# Thread: Break Even + equilibrium questions

1. ## Break Even + equilibrium questions

3 somewhat similar questions:

A manufacturer has monthly fixed costs of 112000 dollars and a production cost of 11 dollars for each unit produced. The product sells for 21 dollars per unit.
i) The cost function is C(x) = ___________
ii) The revenue function is R (x) = _________
iii) The profit function is P(x) = ___________
iv) Compute the profit (loss) corresponding to a production level of 5780 units: ______ dollars
v) Compute the profit (loss) corresponding to a production level of 14800 units: ________ dollars

Break - even

A company produces a consumer level scanner at a price of 57 dollars per unit and sells it for 64 dollars per unit. The monthly fxed costs inccured by the company are 27097 dollars.
Compute the break even quantity: _________ units
Compute the break-even revenue: ________ dollers per month.
What should be the level in sales in order for the company to realize a 5% profit over the cost of producing the scanners? ______ units. (round your anwser to the nearest integer)

Market equilibrium

The quantity demanded per month of a certain CD burner is 880 when the price is 138 dollars. The quantity demanded per month is 715 when the price is 153 dollars. The suppliers will not market any CD burners when the price is 50 dollars or less. At a unit price of 53 dollars they are willing to make available only 30 units in the market. Under the assumptions that both supply and demand are linear.
i) Find the demand equation: y= ___________
ii) Find the supply equation: y= ___________
iii) Find the Equilibrium price: ______________ dollars
iv) Find the equilibrium quantity: _____________ units

2. Originally Posted by B-lap
3 somewhat similar questions:

A manufacturer has monthly fixed costs of 112000 dollars and a production cost of 11 dollars for each unit produced. The product sells for 21 dollars per unit.
i) The cost function is C(x) = ___________
ii) The revenue function is R (x) = _________
iii) The profit function is P(x) = ___________
iv) Compute the profit (loss) corresponding to a production level of 5780 units: ______ dollars
v) Compute the profit (loss) corresponding to a production level of 14800 units: ________ dollars
i) You have
- total fixed costs function $FC(x)=112'000$;
- total variable costs function $VC(x)=11x$.

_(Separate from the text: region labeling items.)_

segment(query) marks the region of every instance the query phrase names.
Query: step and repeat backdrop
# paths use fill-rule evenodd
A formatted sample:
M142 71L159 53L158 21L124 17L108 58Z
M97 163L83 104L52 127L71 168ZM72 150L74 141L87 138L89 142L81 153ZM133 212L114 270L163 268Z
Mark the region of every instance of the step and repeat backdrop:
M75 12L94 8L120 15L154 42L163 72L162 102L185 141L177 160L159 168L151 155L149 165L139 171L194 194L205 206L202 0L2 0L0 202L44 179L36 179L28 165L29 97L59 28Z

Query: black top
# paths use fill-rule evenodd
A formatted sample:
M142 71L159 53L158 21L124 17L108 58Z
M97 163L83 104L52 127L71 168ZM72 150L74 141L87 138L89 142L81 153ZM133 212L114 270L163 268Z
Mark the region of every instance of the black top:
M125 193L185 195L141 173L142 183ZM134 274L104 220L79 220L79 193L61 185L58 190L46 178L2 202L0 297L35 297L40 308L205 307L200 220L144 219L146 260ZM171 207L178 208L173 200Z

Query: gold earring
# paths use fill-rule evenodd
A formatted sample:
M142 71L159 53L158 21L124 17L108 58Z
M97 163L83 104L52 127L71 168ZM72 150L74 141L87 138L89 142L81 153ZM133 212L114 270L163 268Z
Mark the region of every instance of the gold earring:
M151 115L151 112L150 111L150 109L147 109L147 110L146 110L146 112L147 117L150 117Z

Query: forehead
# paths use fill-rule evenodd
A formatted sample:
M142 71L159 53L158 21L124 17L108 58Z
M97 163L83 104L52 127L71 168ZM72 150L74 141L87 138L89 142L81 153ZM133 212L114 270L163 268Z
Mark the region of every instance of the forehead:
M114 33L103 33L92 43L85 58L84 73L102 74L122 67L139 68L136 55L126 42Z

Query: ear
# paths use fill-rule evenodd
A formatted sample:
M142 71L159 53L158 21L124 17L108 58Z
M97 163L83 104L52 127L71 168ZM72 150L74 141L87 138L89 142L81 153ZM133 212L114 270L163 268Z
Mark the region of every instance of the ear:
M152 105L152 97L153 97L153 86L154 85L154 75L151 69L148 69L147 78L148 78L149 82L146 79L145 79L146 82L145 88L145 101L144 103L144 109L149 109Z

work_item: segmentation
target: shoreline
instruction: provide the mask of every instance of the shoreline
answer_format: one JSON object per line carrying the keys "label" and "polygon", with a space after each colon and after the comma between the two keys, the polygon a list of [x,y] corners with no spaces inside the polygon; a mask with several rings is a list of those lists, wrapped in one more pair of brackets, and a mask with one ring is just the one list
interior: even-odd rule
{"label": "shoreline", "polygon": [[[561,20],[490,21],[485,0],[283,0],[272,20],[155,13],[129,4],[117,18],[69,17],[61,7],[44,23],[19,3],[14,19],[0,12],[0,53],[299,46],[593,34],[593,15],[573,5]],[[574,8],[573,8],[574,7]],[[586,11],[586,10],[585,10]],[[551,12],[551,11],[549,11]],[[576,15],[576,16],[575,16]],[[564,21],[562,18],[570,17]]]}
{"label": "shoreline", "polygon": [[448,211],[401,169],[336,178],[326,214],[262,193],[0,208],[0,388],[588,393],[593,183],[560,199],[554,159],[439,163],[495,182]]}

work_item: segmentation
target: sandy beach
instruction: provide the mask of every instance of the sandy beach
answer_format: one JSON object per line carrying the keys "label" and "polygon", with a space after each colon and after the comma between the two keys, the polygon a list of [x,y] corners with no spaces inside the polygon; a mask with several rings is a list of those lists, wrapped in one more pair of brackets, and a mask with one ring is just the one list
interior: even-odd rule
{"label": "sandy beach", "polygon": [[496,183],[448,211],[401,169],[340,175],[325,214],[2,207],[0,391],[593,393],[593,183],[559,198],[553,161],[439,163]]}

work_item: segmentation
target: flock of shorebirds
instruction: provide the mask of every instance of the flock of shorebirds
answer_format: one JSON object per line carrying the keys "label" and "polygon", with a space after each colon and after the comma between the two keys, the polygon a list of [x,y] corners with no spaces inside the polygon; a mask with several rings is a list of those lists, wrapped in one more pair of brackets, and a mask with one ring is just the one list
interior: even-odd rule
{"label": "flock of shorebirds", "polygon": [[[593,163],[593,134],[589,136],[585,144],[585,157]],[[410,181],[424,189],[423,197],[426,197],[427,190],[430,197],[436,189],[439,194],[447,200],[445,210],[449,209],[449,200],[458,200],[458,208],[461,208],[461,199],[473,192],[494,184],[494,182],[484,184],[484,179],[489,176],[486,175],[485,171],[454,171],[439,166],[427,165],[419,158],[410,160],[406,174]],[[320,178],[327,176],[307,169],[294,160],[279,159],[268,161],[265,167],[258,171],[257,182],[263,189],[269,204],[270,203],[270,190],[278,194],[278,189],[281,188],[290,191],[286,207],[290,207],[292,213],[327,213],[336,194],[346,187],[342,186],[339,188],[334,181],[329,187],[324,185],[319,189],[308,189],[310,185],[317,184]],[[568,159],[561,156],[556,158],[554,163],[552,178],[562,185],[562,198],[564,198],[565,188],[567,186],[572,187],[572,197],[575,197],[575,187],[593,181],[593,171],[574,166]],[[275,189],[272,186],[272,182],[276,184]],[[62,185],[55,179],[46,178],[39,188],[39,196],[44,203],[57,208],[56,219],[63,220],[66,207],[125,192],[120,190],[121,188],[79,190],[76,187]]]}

Consequently, you get $C(x) =FC(x)+VC(x)=112'000+11x$.

ii) The revenue function is $R(x)=21x$.

iii) The profit function is $P(x)=R(x)-C(x)=21-(112'000+11x)=10x-112'000$.

iv) Compute the profit (loss) corresponding to a production level of $5'780$ units:

$\quad P(5'780)=10 \cdot 5'780 - 112'000 = 57'780-112'000 =-54'220$ dollars (ie loss).

v) Compute the profit (loss) corresponding to a production level of $14'800$ units:

$\quad P(14'800)=10 \cdot 14'800 - 112'000 = 148'000-112'000 =36'000$ dollars (ie profit).

3. Originally Posted by B-lap
3 somewhat similar questions:

Break - even

A company produces a consumer level scanner at a price of 57 dollars per unit and sells it for 64 dollars per unit. The monthly fxed costs inccured by the company are 27097 dollars.
Compute the break even quantity: _________ units
Compute the break-even revenue: ________ dollers per month.
What should be the level in sales in order for the company to realize a 5% profit over the cost of producing the scanners? ______ units. (round your anwser to the nearest integer)

1. $BEQ=\frac{TFC}{P-VC}$, where

- $TFC$ is a total fixed costs;
- $VC$ is a variable costs per unit;
- $P$ is a sell price per unit.

Compute the break even quantity: $BEQ=\frac{27'097}{64-57}= \frac{27'097}{7}=3'871$ units (per month).

2. Compute the break-even revenue: $BEQ \cdot P=3'871 \cdot 64=247'744$ dollars (per month).

3. What should be the level in sales in order for the company to realize a 5% profit over the cost of producing the scanners? 6'856 units. (round your anwser to the nearest integer)

Solution:
Let $x$ - the level in sales (units) in order for the company to realize a $5\%$ profit over the cost of producing the scanners, then, by the condition of your task, you let

$P \cdot x - (TFC + VC \cdot x) = 0.05 \cdot (TFC + VC \cdot x)$

$P \cdot x - 1.05 \cdot VC \cdot x = 1.05 \cdot TFC$;

$x = \frac{1.05 \cdot TFC}{P - 1.05 \cdot VC} =\frac{TFC}{\frac{P}{1.05}-VC}=\frac{27'097}{\frac{64}{1.05}-57}=\frac{569'037}{83} \approx 6'856$ units.